Chapter 30 drew the family tree of generative models and gave you the question every chapter in this part answers in its own way: how do you model the distribution of natural images well enough to draw new samples from it? The autoencoder is the gentlest possible entry point, because it begins with a problem you already understand from Chapter 4 and Chapter 7: compression. Take an image, push it through an encoder that shrinks it to a small code, then a decoder that tries to rebuild the original. Train the pair to minimize reconstruction error and the code becomes a learned, compact description of the image. No labels are involved, which makes the autoencoder the most direct relative of the self-supervised methods of Chapter 25.

The trouble is that a plain autoencoder is a compressor, not a generator. Its latent space has holes: pick a random point and the decoder produces garbage, because nothing during training ever told the code to fill the space smoothly. Section 31.3 is the turning point of the chapter, where the variational autoencoder fixes exactly this. By treating the code as a probability distribution and pushing that distribution toward a simple prior, the VAE makes the latent space dense and samplable: every point decodes to something reasonable, and interpolating between two codes morphs smoothly between two images. The price is a new objective, the evidence lower bound, and a clever piece of engineering, the reparameterization trick, that together are worth understanding deeply because they reappear in diffusion's training objective in Chapter 33.

The first two sections build the foundation. Section 31.1 constructs the plain autoencoder, explains the bottleneck, and shows where its latent space breaks down. Section 31.2 covers the two most useful non-generative variants: the denoising autoencoder, which learns robust features by reconstructing clean images from corrupted ones and is the direct conceptual ancestor of diffusion, and the sparse autoencoder, whose activation penalty has found a surprising second life in 2024 as the leading tool for interpreting what large models represent.

The last three sections follow the latent idea to its frontiers. Section 31.4 asks the latent space to be not just smooth but meaningful, separating an image's independent factors into independent code axes, and confronts posterior collapse, the failure mode where a too-powerful decoder ignores the code entirely. Section 31.5 stacks latents into a hierarchy so that a single model can capture both global layout and fine texture, the design that lets NVAE and its descendants reach diffusion-class image quality. Section 31.6 replaces the continuous code with a learned discrete codebook: VQ-VAE turns an image into a grid of tokens, and those tokens are the bridge to the autoregressive and latent-diffusion image models that dominate the rest of Part IV.

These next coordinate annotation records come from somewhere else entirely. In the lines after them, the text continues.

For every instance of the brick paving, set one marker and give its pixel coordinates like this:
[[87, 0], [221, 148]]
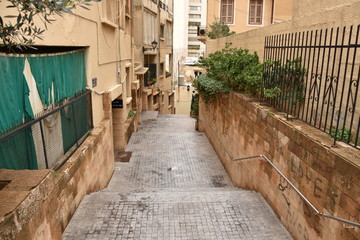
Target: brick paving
[[174, 187]]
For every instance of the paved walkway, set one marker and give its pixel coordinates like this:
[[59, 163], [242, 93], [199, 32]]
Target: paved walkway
[[174, 187]]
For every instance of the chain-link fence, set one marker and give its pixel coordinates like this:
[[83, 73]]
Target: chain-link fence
[[49, 140]]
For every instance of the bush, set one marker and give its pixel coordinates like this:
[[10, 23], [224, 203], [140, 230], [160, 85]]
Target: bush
[[210, 88], [237, 68]]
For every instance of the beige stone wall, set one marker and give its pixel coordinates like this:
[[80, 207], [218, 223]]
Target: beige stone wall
[[108, 47], [39, 204], [329, 177]]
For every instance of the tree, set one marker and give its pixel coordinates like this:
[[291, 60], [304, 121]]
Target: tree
[[219, 29], [22, 31]]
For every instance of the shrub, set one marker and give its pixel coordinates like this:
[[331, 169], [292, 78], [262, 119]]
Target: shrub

The unifying thread is the latent space itself, the idea that an image lives near a low-dimensional surface inside its enormous pixel space, and that learning the coordinates of that surface is most of the work of generation. You met the concept in Chapter 30; here you learn to build it three different ways. In Chapter 32 you will meet a fourth, adversarial latent, and in Chapter 33 the VAE latent of this chapter becomes the very space that latent diffusion operates in.

If you remember one sentence from this chapter, make it the one in the box below. Every variant you will meet is the same encoder-decoder skeleton under a different constraint, and the constraint is the whole story.

Remember This: The Constraint Decides What the Code Learns

One skeleton, six constraints. Every model in this chapter is the same encoder-bottleneck-decoder; what changes is the single constraint you place on the code, and that constraint alone decides what the code becomes:

Narrow it (undercomplete) and the code learns structure: the plain autoencoder (Section 31.1).
Corrupt the input and the code learns the data manifold, the seed of diffusion: the denoising autoencoder (Section 31.2).
Penalize active units and the code becomes interpretable: the sparse autoencoder (Section 31.2).
Make it a distribution near a prior and the code becomes samplable: the VAE (Section 31.3).
Stack codes by scale and the code becomes sharp: the hierarchical VAE (Section 31.5).
Snap it to a codebook and the code becomes a language: VQ-VAE (Section 31.6).

The phrase to carry out the door: compression by itself gives you a code; the constraint gives you a generator.

Prerequisites

You should have read Chapter 30: Foundations of Generative Modeling for the vocabulary of modeling $p(x)$, latent variables, sampling, and the maximum-likelihood objective; this chapter assumes you know what a generative model is trying to do. The networks here are built with the PyTorch tensor mechanics, autograd, and training loops of Chapter 18: Neural Networks & PyTorch for Vision, and the encoders and decoders are convolutional, so the convolutional layers of Chapter 19 and the transposed convolutions for upsampling should be familiar. The denoising autoencoder of Section 31.2 builds directly on the classical denoising of Chapter 7: Image Restoration & Enhancement. On the math side you need comfort with the Gaussian distribution, expectation, and the idea of a probability density; the KL-divergence and ELBO derivations of Section 31.3 are developed from these from scratch, but a prior brush with them from Chapter 30 will make them faster reading.

Chapter Roadmap

31.1 Autoencoders: Compression as Representation The encoder-bottleneck-decoder architecture, the reconstruction objective, why undercompleteness forces the code to learn structure, the linear case as PCA, and the fatal flaw that the latent space is full of holes you cannot sample from. Built from scratch in PyTorch.
31.2 Denoising & Sparse Autoencoders Two variants that make the code useful without making it generative: the denoising autoencoder that learns robust features by undoing corruption (the conceptual seed of diffusion), and the sparse autoencoder whose activation penalty became the leading 2024 tool for interpreting large models.
31.3 The VAE: ELBO, Reparameterization & Amortized Inference The probabilistic twist that made decoders generative: a stochastic encoder, a prior on the latent code, the evidence lower bound that turns intractable likelihood into a trainable objective, the reparameterization trick that lets gradients flow through sampling, and amortized inference.
31.4 Disentanglement, beta-VAE & Posterior Collapse Reweighting the ELBO to push the latent axes toward independent, interpretable factors; the metrics and limits of disentanglement; and posterior collapse, the failure where a powerful decoder learns to ignore the latent code entirely, with the fixes that prevent it.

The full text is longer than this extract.